Journalism, a Bibliography
Author: New York Public Library
Publisher:
ISBN:
Category : Freedom of the press
Languages : en
Pages : 380
Book Description
Publisher:
ISBN:
Category : Freedom of the press
Languages : en
Pages : 380
Book Description
Expatriate Paris
Author: Arlen J. Hansen
Publisher: Skyhorse Publishing, Inc.
ISBN: 1611458528
Category : Travel
Languages : en
Pages : 415
Book Description
Paris has long been a storied center of art and culture, and of romance, but in the 1920s its magnetism was especially irresistible. From around the world writers, artists, and composers steamed in, to visit or linger, some to reside. For travelers, Francophiles and the curious, this gossipy retrospective of expatriate life in Paris in the 1920s is a mosaic of quick glimpses—Sarah Bernhardt sleeping in a coffin to overcome her fear of death, Igor Stravinsky diving through a huge wreath at the premiere of his ballet Les Noces, Ford Madox Ford meeting Ernest Hemingway, Langston Hughes near starvation, Josephine Baker establishing her nightclub. The list of expatriates is long and luminous, and this book—a work of immense erudition spiced with anecdotes and gossip—documents their haunts and habits, their comings and goings, their relationships intimate and artistic. Structured in thirty-three geographical and very walkable sections, Expatriate Paris is cross-referenced by streets, names, and topics and equipped with nine maps to satisfy the most demanding traveler, whether real or armchair.

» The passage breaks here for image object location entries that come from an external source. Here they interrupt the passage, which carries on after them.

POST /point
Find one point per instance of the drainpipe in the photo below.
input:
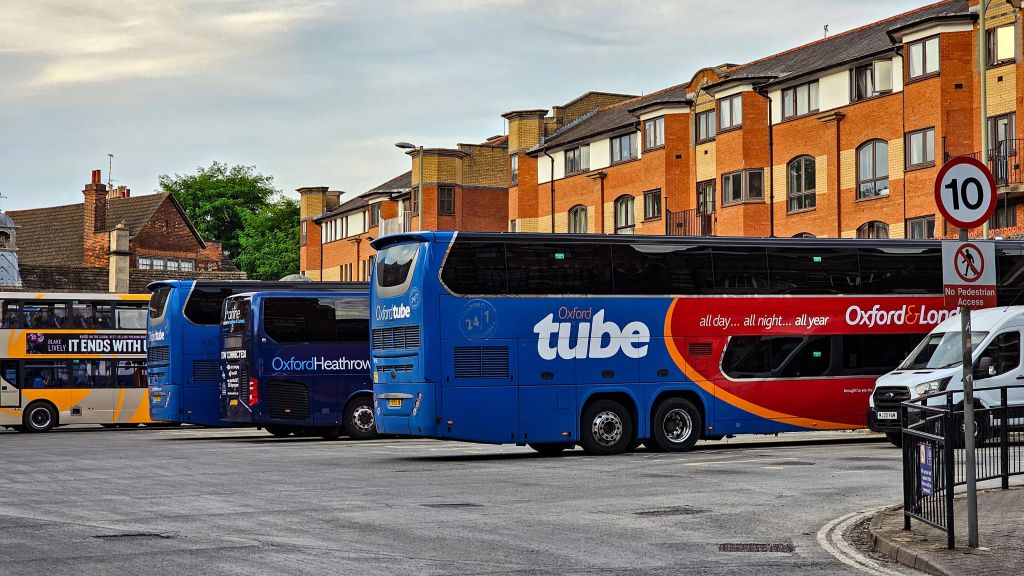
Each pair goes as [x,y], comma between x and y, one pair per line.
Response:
[551,184]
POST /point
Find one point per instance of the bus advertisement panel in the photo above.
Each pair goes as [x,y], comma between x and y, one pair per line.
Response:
[609,341]
[184,344]
[72,359]
[298,363]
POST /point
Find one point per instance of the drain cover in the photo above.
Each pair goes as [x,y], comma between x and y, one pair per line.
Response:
[671,510]
[755,547]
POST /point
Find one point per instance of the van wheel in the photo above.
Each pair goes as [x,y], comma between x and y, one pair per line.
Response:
[677,425]
[896,439]
[279,432]
[40,416]
[359,420]
[606,428]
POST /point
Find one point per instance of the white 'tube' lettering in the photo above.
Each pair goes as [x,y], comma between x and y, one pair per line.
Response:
[594,339]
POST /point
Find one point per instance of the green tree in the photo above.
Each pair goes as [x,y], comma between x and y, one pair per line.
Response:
[268,244]
[218,198]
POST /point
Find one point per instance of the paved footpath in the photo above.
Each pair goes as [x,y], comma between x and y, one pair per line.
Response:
[1000,517]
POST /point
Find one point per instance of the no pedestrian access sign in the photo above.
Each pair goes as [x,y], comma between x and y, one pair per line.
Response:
[969,274]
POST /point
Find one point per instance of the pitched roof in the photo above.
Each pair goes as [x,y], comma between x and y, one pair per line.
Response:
[53,236]
[609,118]
[841,48]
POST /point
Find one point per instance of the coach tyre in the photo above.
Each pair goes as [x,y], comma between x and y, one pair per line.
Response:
[359,422]
[606,428]
[677,424]
[39,416]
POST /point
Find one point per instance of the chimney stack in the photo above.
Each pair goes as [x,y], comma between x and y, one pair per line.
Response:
[95,205]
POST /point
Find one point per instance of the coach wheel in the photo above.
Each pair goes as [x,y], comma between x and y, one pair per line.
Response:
[551,448]
[331,434]
[279,432]
[39,417]
[359,421]
[606,428]
[677,425]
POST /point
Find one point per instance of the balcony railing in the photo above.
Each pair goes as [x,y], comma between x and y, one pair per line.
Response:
[690,222]
[401,222]
[1004,161]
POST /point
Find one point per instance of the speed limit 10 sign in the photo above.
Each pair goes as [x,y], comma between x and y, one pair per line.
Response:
[965,193]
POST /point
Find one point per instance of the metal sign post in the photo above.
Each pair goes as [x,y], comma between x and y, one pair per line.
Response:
[965,193]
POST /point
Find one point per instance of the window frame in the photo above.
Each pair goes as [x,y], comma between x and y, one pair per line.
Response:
[731,100]
[793,92]
[578,214]
[708,119]
[631,223]
[444,209]
[744,180]
[923,42]
[876,178]
[615,144]
[792,195]
[907,149]
[648,215]
[653,126]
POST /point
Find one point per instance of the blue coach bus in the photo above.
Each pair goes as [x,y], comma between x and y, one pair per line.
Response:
[298,363]
[183,340]
[608,341]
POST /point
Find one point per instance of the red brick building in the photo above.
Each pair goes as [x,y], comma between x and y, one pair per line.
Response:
[464,189]
[840,137]
[113,241]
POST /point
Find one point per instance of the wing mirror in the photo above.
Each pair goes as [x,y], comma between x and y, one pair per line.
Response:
[984,369]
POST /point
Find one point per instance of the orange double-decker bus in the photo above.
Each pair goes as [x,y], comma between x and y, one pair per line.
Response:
[72,359]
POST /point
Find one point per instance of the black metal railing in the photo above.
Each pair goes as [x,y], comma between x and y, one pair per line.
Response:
[1004,161]
[690,222]
[934,459]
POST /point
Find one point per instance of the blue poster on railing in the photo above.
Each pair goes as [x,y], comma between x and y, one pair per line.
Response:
[925,459]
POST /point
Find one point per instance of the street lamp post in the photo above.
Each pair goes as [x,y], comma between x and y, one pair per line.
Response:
[419,183]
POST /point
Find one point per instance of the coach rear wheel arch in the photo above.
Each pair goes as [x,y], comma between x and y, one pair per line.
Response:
[40,416]
[359,420]
[606,427]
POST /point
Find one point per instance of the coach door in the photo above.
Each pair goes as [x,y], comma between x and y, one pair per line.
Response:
[10,396]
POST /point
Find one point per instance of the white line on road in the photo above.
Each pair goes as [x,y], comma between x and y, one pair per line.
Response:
[830,538]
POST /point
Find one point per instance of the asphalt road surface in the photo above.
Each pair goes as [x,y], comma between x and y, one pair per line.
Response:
[91,501]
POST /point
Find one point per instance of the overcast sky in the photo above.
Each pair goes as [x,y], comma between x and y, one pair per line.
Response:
[316,93]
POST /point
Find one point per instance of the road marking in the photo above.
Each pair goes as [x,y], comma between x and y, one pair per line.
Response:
[830,538]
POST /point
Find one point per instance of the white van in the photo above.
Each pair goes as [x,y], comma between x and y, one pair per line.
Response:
[935,365]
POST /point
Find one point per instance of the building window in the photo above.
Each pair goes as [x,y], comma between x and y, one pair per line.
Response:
[730,112]
[873,229]
[653,133]
[924,56]
[445,200]
[801,99]
[375,214]
[801,182]
[624,148]
[577,160]
[1004,216]
[872,169]
[625,218]
[922,228]
[872,79]
[1001,45]
[706,126]
[921,148]
[745,186]
[652,204]
[578,219]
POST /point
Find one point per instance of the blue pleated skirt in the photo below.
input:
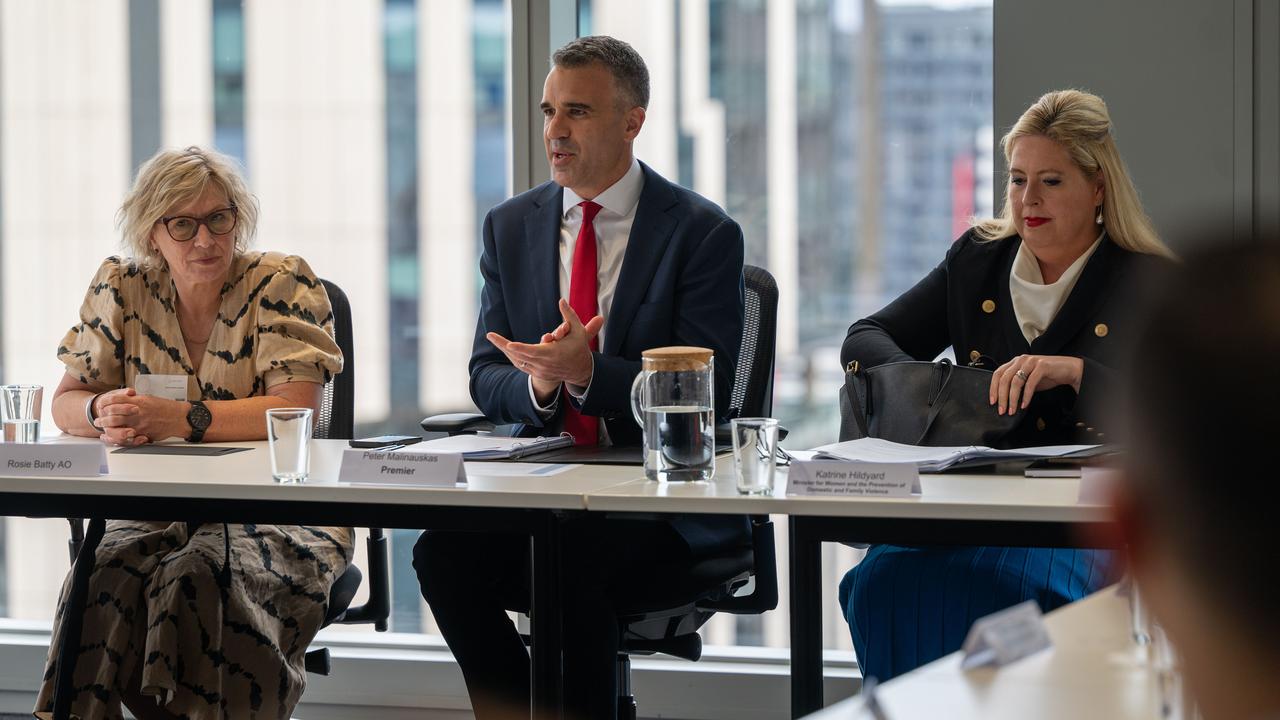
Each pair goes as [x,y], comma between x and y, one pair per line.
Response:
[908,606]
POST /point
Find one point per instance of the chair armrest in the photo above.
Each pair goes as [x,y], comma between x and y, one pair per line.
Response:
[764,597]
[457,423]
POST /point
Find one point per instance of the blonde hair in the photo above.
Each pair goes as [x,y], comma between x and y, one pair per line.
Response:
[173,178]
[1079,122]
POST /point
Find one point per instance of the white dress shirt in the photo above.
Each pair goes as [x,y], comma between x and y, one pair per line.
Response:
[1036,304]
[612,226]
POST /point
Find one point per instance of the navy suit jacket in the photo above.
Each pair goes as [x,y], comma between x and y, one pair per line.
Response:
[965,302]
[681,283]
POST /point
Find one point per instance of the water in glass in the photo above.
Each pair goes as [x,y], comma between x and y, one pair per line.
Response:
[21,431]
[288,431]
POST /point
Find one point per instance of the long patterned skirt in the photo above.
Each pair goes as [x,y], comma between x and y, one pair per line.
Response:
[908,606]
[163,618]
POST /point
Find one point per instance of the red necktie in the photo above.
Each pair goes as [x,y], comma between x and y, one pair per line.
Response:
[584,299]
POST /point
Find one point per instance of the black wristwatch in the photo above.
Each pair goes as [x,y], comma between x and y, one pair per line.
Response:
[199,419]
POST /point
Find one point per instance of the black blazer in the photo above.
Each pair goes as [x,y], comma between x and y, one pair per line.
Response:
[681,283]
[965,304]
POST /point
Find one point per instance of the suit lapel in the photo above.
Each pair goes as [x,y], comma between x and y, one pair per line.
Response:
[542,237]
[1013,332]
[650,232]
[1088,295]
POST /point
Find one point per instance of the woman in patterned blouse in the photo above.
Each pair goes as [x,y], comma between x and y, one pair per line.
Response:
[170,630]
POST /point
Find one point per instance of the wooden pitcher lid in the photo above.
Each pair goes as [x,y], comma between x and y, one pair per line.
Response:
[676,358]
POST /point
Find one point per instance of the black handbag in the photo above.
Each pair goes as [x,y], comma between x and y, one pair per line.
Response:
[917,402]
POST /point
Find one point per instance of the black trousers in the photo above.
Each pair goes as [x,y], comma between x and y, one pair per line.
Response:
[471,579]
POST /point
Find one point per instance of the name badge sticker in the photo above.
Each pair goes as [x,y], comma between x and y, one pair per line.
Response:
[398,468]
[840,478]
[53,460]
[1004,637]
[169,387]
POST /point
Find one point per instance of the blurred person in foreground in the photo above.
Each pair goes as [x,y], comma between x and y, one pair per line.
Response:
[1047,296]
[183,619]
[1198,513]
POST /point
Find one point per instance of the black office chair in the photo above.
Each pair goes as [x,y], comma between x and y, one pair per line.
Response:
[334,420]
[666,619]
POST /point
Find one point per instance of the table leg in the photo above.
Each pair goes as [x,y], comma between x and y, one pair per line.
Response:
[805,620]
[73,620]
[544,623]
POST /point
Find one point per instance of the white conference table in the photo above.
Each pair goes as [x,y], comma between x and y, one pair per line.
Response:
[1093,670]
[238,488]
[952,509]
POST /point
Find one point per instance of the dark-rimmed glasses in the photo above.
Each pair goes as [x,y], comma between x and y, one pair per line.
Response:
[183,227]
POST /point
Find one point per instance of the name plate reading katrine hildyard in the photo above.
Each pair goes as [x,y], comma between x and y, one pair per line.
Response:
[841,478]
[402,468]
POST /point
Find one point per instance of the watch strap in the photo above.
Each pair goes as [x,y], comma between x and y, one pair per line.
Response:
[199,418]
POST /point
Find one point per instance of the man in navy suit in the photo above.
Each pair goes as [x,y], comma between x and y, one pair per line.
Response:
[580,276]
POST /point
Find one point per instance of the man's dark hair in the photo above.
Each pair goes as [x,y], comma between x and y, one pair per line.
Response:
[1205,401]
[624,63]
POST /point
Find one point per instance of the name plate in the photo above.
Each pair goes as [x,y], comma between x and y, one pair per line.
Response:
[839,478]
[1004,637]
[400,468]
[53,460]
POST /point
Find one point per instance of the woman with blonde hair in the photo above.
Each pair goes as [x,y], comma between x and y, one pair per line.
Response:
[1047,297]
[188,620]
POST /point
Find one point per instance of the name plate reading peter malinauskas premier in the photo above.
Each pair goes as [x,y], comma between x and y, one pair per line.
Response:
[402,468]
[53,459]
[840,478]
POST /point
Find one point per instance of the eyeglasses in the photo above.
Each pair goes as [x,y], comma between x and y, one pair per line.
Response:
[183,228]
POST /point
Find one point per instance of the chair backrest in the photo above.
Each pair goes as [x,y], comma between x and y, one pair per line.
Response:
[337,415]
[753,379]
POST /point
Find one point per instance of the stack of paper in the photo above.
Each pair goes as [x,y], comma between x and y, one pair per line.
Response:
[492,447]
[937,459]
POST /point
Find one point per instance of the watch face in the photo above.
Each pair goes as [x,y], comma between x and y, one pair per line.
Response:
[199,417]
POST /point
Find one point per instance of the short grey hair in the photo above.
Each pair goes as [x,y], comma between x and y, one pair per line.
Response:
[624,63]
[173,178]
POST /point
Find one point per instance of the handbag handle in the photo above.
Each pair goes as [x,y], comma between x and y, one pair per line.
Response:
[859,396]
[938,395]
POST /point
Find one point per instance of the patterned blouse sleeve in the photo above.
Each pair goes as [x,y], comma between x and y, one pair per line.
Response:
[295,328]
[94,349]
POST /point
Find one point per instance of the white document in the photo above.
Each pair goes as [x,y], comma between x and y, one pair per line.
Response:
[402,468]
[53,459]
[841,478]
[494,447]
[169,387]
[1004,637]
[936,459]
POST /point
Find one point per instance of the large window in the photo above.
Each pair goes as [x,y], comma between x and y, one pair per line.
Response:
[851,139]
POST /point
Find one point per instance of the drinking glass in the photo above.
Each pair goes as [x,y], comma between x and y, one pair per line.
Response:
[288,433]
[755,450]
[1138,619]
[19,413]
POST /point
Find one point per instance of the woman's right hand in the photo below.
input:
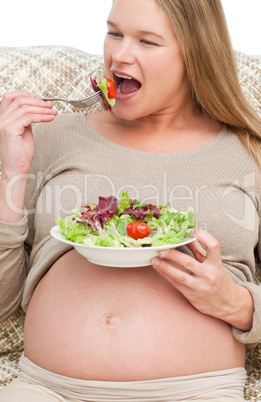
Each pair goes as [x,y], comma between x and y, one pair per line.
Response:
[18,111]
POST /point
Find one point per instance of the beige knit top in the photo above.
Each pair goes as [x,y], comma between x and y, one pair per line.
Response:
[74,164]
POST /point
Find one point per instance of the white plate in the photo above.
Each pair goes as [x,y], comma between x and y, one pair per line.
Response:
[126,257]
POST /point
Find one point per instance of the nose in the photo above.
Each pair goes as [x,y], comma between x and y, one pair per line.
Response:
[124,54]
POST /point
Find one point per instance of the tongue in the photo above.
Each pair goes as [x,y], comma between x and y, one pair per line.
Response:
[129,86]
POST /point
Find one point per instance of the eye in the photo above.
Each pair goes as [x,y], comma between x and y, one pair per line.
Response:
[149,43]
[114,34]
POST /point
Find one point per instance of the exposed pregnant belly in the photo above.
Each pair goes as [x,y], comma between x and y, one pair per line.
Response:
[101,323]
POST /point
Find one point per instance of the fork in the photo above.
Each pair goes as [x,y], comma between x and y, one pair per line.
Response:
[80,103]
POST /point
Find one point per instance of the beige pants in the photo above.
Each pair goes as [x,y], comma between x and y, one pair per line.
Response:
[35,384]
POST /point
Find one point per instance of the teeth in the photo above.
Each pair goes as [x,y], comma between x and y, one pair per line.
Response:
[119,87]
[123,76]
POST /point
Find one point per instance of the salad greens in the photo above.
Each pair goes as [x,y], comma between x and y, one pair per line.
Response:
[103,87]
[105,224]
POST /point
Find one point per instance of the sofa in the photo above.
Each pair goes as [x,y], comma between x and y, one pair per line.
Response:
[65,71]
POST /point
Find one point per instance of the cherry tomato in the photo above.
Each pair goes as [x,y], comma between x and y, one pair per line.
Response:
[137,230]
[111,88]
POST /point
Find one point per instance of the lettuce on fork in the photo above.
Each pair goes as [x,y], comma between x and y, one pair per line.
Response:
[105,224]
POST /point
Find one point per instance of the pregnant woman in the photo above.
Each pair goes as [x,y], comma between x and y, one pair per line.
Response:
[180,132]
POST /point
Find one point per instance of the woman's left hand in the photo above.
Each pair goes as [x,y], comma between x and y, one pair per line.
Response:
[204,282]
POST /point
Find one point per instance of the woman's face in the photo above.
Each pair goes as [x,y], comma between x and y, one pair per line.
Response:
[143,58]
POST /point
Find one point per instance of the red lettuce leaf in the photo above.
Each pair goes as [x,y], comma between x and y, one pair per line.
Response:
[141,212]
[96,217]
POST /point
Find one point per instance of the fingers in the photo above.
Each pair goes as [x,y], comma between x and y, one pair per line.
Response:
[21,109]
[209,256]
[211,245]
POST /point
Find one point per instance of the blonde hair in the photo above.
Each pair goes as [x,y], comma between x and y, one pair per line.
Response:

Publisher: Skyhorse Publishing, Inc.
ISBN: 1611458528
Category : Travel
Languages : en
Pages : 415
Book Description
Paris has long been a storied center of art and culture, and of romance, but in the 1920s its magnetism was especially irresistible. From around the world writers, artists, and composers steamed in, to visit or linger, some to reside. For travelers, Francophiles and the curious, this gossipy retrospective of expatriate life in Paris in the 1920s is a mosaic of quick glimpses—Sarah Bernhardt sleeping in a coffin to overcome her fear of death, Igor Stravinsky diving through a huge wreath at the premiere of his ballet Les Noces, Ford Madox Ford meeting Ernest Hemingway, Langston Hughes near starvation, Josephine Baker establishing her nightclub. The list of expatriates is long and luminous, and this book—a work of immense erudition spiced with anecdotes and gossip—documents their haunts and habits, their comings and goings, their relationships intimate and artistic. Structured in thirty-three geographical and very walkable sections, Expatriate Paris is cross-referenced by streets, names, and topics and equipped with nine maps to satisfy the most demanding traveler, whether real or armchair.